The ML model and artifacts shared from SageMaker Canvas will contain the dataset, data transformations (including the recipe data flow and transformation code), list of candidate models and the recommended model, data exploration report, candidate definition notebook, and explainability metrics (including feature importance).
Q: Which artifacts can be edited and updated by data scientists?
Data scientists using SageMaker Studio can view model artifacts and recommend an alternate candidate from the list of candidates in SageMaker Autopilot. In addition, they can open and update data transformations with SageMaker Data Wrangler, update the model using SageMaker Autopilot, and share the new model version.
Q: How can SageMaker Studio users update models they receive from SageMaker Canvas?

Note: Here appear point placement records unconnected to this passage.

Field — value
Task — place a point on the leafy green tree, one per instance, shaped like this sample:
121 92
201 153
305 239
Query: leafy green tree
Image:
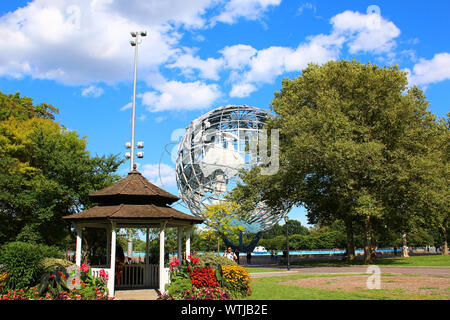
45 172
352 140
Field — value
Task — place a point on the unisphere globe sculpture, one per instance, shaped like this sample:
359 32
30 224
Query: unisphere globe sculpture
214 148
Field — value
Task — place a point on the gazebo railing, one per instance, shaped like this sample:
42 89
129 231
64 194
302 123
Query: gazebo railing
140 275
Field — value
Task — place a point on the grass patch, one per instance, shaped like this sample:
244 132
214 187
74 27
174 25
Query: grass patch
258 270
417 261
270 289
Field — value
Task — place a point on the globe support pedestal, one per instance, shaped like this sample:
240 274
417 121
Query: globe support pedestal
241 247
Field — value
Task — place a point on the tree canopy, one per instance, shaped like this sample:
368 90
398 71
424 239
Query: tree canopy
356 145
45 172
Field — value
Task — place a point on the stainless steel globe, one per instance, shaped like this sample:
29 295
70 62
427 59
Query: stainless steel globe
213 149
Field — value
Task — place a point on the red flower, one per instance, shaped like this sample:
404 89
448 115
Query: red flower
203 277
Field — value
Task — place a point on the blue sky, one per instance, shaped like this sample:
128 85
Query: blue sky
199 55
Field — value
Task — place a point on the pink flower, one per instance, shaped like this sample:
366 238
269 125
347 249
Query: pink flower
84 268
175 262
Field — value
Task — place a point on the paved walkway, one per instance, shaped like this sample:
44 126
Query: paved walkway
141 294
435 271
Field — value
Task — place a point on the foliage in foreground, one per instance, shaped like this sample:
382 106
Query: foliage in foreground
192 280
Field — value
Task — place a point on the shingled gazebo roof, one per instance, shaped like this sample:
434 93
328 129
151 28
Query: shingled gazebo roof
133 189
133 198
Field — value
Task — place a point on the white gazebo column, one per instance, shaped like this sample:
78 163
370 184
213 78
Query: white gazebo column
146 246
79 243
179 235
112 266
188 241
108 244
162 280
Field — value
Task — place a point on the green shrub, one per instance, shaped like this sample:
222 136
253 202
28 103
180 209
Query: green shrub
212 260
21 261
179 286
50 264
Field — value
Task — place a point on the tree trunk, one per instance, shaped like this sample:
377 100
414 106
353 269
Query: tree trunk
350 241
405 252
373 248
445 246
367 247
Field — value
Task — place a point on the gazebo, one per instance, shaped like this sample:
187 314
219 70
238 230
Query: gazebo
134 202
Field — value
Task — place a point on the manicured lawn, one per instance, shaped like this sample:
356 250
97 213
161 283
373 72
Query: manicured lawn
429 261
272 289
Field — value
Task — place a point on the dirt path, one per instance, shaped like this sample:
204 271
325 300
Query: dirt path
433 271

SageMaker Studio users can send updates on model versions using the share button within SageMaker Studio. The updated model from SageMaker Studio will appear as a new version of the original shared model directly in SageMaker Canvas.
Q: How can I distinguish between my original shared model and a new shared model?

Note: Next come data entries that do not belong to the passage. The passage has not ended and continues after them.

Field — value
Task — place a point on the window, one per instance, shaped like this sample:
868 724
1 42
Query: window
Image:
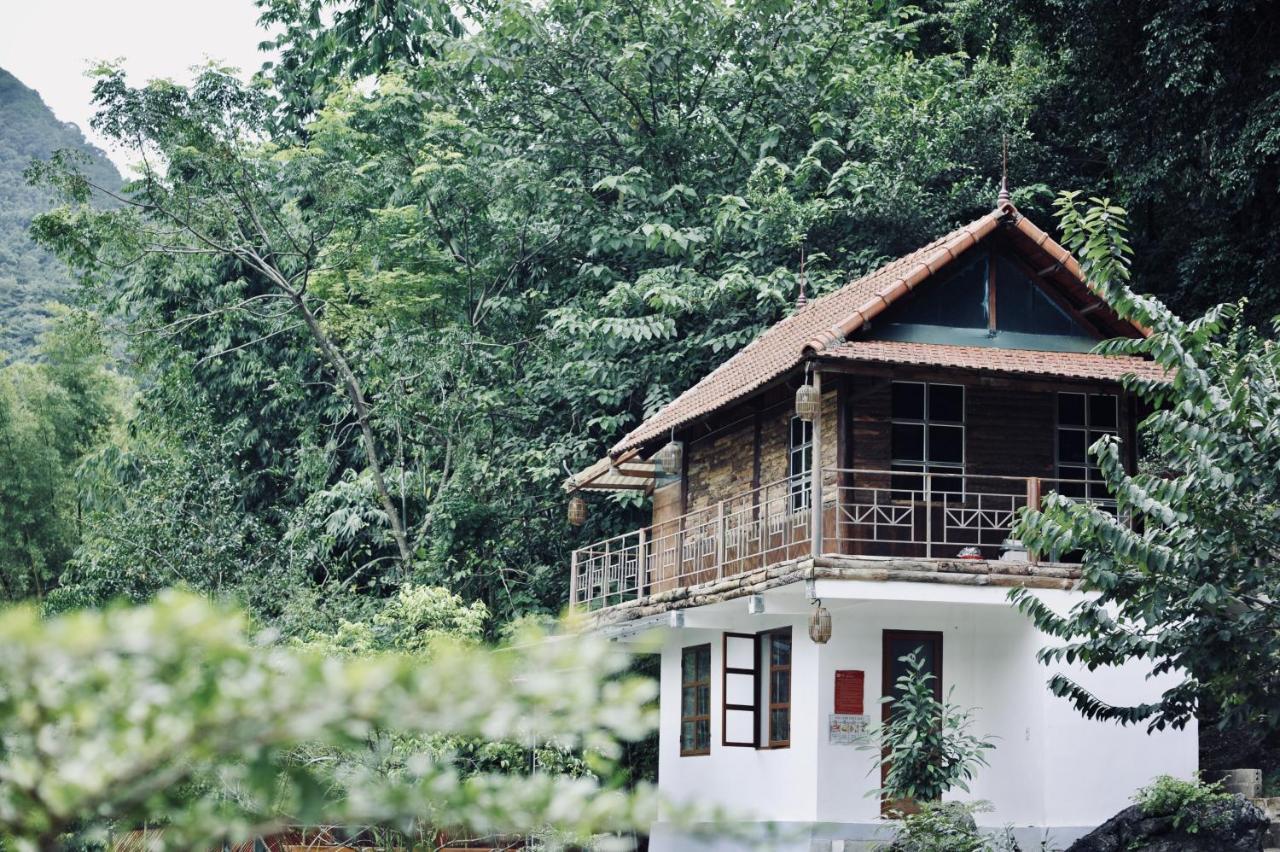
776 647
1082 420
758 690
800 462
695 700
927 436
960 302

Updated models are automatically versioned within SageMaker Canvas. You can access different versions of the model through the drop-down menu within SageMaker Canvas.
Q: What use cases and model types can I share from Amazon SageMaker Canvas to Amazon SageMaker Studio?
You can share standard build models containing tabular data for all use cases within SageMaker Canvas, including customer churn, predicting home prices, sales forecasting, predicting loan defaults, predicting hospital bed occupancy, and time-series forecasting models. You can also share custom CV and NLP models.
Bring your own ML model
Q: Can I push ML models created in Amazon SageMaker Canvas to my existing MLOps CI/CD processes?
Yes. Once you create ML models in SageMaker Canvas, you can register them to SageMaker Model Registry and plug them into your existing model deployment CI/CD processes. SageMaker Model Registry is a repository that catalogs ML models, manages various model versions, associates metadata, manages the approval status of a model, and deploys them to production.
Q: How does model registration work in Amazon SageMaker Canvas?
When you select a model version in SageMaker Canvas and register it to SageMaker Model Registry in your own account, SageMaker Canvas automatically sends model artifacts to SageMaker Model Registry such as reference links to the model inference container, model feature importance reports, model metadata such as training metrics, and associated charts. Once the model is registered, you can track the approval status in SageMaker Canvas. Rejecting a model in SageMaker Model Registry prevents the model from being deployed into an escalated environment, whereas approving a model in the SageMaker Model Registry can trigger a model promotion pipeline. The model promotion pipeline automatically copies the model to your pre-production AWS account, and triggers that the model is ready for inference workloads.
Generative AI capabilities
Q: How does Amazon SageMaker Canvas support generative AI?
SageMaker Canvas offers ready-to-use foundation models (FMs) powered by Amazon Bedrock and SageMaker Jumpstart. These models enable you to generate and summarize content. You can use natural language instructions to perform tasks such as creating narratives, reports, and blog posts; answering questions; summarizing notes and articles; and explaining concepts, without writing a single line of code. Your data is not used to improve the base models, is not shared with third-party model providers, and stays entirely within your secure AWS environment. With the same no-code interface, you can upload a dataset and select an FM, and SageMaker Canvas automatically helps you build custom foundation models to generate predictions immediately. SageMaker Canvas also displays performance metrics, so you can collaborate easily to generate predictions using FMs and understand how well the FM is performing on a given task.
Q: What controls does Amazon SageMaker Canvas offer for foundation models?
SageMaker Canvas offers permissions for admins to control access to foundation models in the SageMaker Canvas user interface. This includes both features powered by foundation models such as data preparation and to ready-to-use foundation models.